Die Zeit die bleibt

Konzentration auf den Fotografen
 
 

Was sollte man vorab wissen
OT Le Temps qui reste | Regisseur François Ozon | Erscheinungsjahr 2005 | Genre Drama | Sprache Deutsch | Dauer 81 Minuten | Darsteller Melvil Poupaud, Ugo Soussan Trabelsi, Jeanne Moreau, Christian Sengewald, Daniel Duval, Marie Riviére

Valladolid Film Festival | Won best actor | Melvil Poupaud

Handlung
Der gefragte homosexuelle Modefotograf Romain ist 30 Jahre alt, als er erfährt, dass er Krebs hat und dass die Wahrscheinlichkeit für eine Heilung durch Chemotherapie oder Bestrahlung kleiner als fünf Prozent ist. Er verzichtet auf jede Therapie und weiht nur seine Großmutter in sein Leiden ein. Auf den nahen Tod bereitet er sich vor, indem er sich in selbstgewählte Einsamkeit zurückzieht.

Die Einfachheit mit der Zeit
Wie nutzt man die Zeit, die man noch hat wenn man schwer krank ist und es kaum Möglichkeiten gibt auf Heilung? Dieser Frage geht Ozon gemeinsam mit seinem Hauptdarsteller Melvil Poupaud auf den Grund. Man ist geneigt als Mensch, der noch nie in so einer Situation war, zu sagen man versucht mit den Menschen die einem Nahe sind ins Reine zu kommen. Diesen Weg beschreitet Romain nicht. Stattdessen geht er, wie zu vor auch, seinen Weg. Er entscheidet sich mit sich ins Reine zu kommen. Erschreckend dabei an manchen Stellen seine gnadenlose Ehrlichkeit seinem Umfeld wie auch zu sich selber. Aber diese Konsequenz kann ich jedenfalls viel abgewinnen.

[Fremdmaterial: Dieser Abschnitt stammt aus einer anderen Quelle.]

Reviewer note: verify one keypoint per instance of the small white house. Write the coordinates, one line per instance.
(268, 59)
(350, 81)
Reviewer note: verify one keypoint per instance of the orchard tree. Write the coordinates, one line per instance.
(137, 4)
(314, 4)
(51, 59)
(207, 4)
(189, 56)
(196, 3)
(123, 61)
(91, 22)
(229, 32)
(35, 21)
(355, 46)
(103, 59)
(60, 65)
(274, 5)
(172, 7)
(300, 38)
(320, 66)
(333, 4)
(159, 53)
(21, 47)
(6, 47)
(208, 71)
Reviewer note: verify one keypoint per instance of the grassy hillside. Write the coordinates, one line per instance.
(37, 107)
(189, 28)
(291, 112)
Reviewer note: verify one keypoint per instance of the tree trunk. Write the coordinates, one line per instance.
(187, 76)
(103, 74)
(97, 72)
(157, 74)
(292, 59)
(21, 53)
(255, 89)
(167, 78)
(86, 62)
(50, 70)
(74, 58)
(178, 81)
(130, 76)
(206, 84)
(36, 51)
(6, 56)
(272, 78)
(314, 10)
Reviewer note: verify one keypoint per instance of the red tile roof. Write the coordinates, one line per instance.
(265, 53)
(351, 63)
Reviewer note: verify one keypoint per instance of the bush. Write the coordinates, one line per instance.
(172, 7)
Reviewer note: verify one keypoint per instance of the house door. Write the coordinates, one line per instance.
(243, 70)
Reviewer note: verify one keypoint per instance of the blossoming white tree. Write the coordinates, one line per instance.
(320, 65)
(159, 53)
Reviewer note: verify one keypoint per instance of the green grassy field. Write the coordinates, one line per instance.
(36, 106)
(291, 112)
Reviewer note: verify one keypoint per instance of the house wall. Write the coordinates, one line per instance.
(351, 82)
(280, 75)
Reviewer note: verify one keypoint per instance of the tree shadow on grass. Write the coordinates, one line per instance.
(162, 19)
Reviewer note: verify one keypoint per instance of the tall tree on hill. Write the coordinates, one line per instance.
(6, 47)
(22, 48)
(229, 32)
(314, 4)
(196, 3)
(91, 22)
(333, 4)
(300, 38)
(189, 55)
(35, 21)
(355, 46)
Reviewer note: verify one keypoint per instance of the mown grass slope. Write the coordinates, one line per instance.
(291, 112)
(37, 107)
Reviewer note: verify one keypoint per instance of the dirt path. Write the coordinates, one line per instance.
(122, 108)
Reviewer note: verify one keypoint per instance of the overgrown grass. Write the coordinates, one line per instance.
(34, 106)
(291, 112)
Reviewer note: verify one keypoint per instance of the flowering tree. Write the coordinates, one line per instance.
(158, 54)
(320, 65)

Dass die Schönheit, die Coolness und die Arroganz langsam immer mehr bröckelt und weicht je mehr sich die Hauptfigur mit sich und seinem Schicksal abfindet wird ziemlich gut gezeichnet. Man hat nicht nur in der Sprache sondern auch in der Körperhaltung und in seinen Augen eine Veränderung. Das Poupaud nicht einmal eine Nominierung für den französischen Filmpreis Cesar bekommen hat ist für mich nicht nachvollziehbar.

Das Umfeld von Romain
Es gibt eigentlich zwei Hauptfiguren in dem Film. Die eine ist Romain selber und die andere sein Umfeld im Gesamten. Man lernt einige Personen kennen, die einen größeren Einfluss auf ihn haben wobei auch Verhaltensmuster geschickt aufgezeigt werden, wo ich mich auch wieder erkannt habe. Besonders einprägsam natürlich die Begegnung mit seiner Großmutter, die fantastisch dargestellt wird von der Granddame des französischen Kinos Jeanne Moreau. Ein wahres Highlight.

Résumé
Die Charakterstudie ist mit seiner Laufdauer von 81 Minuten sehr kompakt, konzentriert sich auf das Wesentliche und lässt sentimentale Schlenker aus. So sieht man nicht wie es der Hauptcharakter einer Bezugsperson erzählt, dass er schwer krank ist. Der Film kommt trotz des ernsten Themas sehr unkompliziert daher und lässt in die Seele eines Menschen in dieser Situation blicken. Zu guter Letzt ist die Kameraarbeit lobend zu erwähnen, die Stimmung schön einfängt und sehr stimmig mit der Handlung ist. Ein Film der anregt und einlädt zum Diskutieren.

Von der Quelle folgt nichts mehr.